After Coffy, Pam Grier was the kick ass chick in blaxploitation movies and I’m utterly sure that audiences wanted to see what she would come up with next. Well, further kick ass flicks were on the way in Foxy Brown, Sheba, Baby and Friday Foster, but she had a couple of others to knock out before them.
This was the first, a sequel to 1972’s Blacula, which was exactly what you think it was. I’ve seen it before and it’s better than Blackenstein because of the presence of William Marshall as the lead actor. He was tall at 6’ 5”, elegant and very well-spoken, through his background as a Shakespearean stage actor and opera singer, and he fits very well alongside a select list of his white counterparts in classic horror, Boris Karloff, Vincent Price and Christopher Lee.
He’s back for this sequel, reprising his role of Prince Mamuwalde, known as Blacula. Why he could possibly be back is open to debate, as he was a sympathetic monster in the first film and ended it by deliberately walking into the morning sun. He’s just as good here, selling a script that deliberately has fun playing up his outdated manners.

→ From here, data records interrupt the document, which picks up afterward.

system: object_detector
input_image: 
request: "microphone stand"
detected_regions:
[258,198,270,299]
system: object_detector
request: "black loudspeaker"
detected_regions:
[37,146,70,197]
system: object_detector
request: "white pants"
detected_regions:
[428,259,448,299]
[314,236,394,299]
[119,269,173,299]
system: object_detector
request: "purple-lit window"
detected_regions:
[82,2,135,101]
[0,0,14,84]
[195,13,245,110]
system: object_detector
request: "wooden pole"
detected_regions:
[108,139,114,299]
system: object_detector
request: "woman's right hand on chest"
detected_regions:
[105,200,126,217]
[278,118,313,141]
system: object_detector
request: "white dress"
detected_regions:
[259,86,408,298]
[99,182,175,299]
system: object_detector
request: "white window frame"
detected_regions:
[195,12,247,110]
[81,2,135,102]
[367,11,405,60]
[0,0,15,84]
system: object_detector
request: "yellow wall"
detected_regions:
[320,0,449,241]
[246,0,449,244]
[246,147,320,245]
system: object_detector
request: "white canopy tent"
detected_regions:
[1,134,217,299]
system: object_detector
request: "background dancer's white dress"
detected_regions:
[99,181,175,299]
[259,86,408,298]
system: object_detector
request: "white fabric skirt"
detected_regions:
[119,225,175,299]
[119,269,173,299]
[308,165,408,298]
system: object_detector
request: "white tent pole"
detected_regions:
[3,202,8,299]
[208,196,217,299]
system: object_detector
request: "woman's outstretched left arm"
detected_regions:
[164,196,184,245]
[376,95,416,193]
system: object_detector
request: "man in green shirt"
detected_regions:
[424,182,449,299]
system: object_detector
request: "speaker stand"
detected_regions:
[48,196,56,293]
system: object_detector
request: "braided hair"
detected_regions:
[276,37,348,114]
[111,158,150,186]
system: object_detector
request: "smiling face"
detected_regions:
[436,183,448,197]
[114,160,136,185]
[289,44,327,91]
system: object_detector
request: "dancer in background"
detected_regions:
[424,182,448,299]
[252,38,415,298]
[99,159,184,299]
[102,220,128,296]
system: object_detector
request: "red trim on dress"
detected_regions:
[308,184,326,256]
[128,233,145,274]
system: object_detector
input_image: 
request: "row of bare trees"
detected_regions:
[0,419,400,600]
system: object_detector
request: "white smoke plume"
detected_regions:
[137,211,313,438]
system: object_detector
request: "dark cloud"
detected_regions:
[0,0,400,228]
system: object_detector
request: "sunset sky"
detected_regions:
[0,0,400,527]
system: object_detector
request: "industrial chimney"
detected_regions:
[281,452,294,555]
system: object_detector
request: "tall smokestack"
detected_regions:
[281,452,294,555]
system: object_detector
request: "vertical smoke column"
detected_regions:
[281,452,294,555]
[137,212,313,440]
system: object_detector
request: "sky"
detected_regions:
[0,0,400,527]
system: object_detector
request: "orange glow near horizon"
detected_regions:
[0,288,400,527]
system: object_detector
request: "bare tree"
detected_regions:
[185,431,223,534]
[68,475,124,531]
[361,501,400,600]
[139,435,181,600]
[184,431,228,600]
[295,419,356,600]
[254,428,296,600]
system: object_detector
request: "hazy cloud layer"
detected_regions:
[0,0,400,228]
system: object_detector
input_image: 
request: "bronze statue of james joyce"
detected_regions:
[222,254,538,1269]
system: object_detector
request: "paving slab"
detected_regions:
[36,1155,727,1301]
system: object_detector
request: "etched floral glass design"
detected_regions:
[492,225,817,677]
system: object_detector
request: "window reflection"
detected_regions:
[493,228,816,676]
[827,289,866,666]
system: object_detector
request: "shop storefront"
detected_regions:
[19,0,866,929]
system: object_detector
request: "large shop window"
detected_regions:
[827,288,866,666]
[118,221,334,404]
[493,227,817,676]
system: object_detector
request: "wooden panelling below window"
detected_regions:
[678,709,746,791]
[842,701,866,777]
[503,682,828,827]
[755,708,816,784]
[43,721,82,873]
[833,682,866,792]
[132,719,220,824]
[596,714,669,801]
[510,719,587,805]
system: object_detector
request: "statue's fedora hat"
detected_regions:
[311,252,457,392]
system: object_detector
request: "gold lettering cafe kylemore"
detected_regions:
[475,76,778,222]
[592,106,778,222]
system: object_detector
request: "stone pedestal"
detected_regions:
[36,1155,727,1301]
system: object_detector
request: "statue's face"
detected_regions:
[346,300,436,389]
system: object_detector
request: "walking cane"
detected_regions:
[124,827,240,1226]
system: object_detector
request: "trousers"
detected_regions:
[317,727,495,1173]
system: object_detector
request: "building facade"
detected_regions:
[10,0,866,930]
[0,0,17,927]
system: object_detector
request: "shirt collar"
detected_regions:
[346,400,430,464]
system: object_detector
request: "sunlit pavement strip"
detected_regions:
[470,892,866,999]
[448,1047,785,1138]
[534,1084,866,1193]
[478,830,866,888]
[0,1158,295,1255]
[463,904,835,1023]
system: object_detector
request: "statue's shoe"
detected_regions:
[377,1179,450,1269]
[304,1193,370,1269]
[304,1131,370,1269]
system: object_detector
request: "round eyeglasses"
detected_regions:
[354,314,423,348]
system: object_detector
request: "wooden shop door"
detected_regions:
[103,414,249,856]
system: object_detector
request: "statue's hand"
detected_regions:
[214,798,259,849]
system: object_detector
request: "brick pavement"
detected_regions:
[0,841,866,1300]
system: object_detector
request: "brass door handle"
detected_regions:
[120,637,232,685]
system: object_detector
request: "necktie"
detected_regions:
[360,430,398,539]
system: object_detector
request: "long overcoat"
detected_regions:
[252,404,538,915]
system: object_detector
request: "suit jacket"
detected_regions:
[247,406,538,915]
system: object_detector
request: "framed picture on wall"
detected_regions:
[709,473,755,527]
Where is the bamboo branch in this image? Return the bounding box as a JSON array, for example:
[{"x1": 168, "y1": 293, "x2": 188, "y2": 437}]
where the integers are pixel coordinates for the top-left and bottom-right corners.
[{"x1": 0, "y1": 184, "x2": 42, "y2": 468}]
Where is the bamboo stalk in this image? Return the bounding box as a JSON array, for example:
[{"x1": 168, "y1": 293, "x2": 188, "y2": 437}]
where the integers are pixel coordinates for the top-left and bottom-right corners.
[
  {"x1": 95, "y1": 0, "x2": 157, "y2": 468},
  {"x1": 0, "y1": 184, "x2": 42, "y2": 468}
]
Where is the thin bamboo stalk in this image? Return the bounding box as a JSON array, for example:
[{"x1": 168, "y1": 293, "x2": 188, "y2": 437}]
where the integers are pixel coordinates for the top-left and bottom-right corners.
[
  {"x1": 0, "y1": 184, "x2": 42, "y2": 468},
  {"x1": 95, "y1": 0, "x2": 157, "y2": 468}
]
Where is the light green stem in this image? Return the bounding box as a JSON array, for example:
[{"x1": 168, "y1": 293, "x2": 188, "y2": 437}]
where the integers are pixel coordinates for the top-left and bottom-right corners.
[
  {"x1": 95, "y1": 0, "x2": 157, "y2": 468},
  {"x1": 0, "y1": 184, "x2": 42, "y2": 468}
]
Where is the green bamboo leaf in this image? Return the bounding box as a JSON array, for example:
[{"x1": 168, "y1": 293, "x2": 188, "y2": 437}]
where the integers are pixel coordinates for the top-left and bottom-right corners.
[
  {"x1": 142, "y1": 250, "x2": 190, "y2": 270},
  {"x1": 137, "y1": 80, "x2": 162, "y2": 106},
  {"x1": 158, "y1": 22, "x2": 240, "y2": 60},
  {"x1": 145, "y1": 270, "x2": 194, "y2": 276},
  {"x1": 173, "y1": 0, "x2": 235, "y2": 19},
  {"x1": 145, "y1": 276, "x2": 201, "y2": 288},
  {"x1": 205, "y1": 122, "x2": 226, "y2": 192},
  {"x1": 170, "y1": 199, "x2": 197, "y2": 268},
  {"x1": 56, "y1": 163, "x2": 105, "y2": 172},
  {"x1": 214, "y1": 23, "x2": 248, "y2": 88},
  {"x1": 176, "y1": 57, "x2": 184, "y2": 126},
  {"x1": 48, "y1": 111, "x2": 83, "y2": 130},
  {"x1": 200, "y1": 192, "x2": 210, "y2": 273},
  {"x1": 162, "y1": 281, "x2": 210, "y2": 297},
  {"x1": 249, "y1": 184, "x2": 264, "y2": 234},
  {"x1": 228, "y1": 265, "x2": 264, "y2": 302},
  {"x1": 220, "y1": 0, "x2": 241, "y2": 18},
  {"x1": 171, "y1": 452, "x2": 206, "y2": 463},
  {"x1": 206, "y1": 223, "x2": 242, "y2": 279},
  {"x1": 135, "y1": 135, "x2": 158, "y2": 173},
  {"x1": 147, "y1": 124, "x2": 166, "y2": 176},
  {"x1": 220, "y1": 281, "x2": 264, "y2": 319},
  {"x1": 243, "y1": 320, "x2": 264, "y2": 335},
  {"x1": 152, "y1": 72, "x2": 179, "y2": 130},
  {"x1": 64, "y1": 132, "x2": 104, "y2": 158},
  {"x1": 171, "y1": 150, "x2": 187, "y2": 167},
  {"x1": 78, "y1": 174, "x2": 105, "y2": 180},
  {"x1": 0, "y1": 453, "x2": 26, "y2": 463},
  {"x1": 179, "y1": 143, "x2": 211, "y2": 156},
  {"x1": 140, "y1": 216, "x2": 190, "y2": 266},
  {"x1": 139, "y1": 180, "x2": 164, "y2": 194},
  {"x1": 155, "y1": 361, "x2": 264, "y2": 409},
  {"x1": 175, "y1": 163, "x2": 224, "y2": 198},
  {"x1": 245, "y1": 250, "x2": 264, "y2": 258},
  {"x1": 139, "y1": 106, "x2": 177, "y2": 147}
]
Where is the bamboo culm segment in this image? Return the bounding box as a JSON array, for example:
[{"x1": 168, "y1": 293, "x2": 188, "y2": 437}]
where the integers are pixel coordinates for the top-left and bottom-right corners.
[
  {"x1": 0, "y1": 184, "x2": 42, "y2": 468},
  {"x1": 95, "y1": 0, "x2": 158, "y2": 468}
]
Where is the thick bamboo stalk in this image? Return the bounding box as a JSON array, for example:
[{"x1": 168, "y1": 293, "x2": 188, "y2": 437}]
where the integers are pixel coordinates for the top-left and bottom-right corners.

“Your bread, man, all of it!” demand a pair of street hoodlums. “Or are we gonna have to become antisocial and kick your ass?”
Utterly unphased and presumably grasping only the threat in the situation, he apologises: “I’m sorry, I don’t have any ‘bread’ on me, and as for ‘kicking my ass’, I’d strongly suggest you give it careful consideration before trying.”
Then he backhands one through a window and slams the other face first into a door. And, after that, he feeds.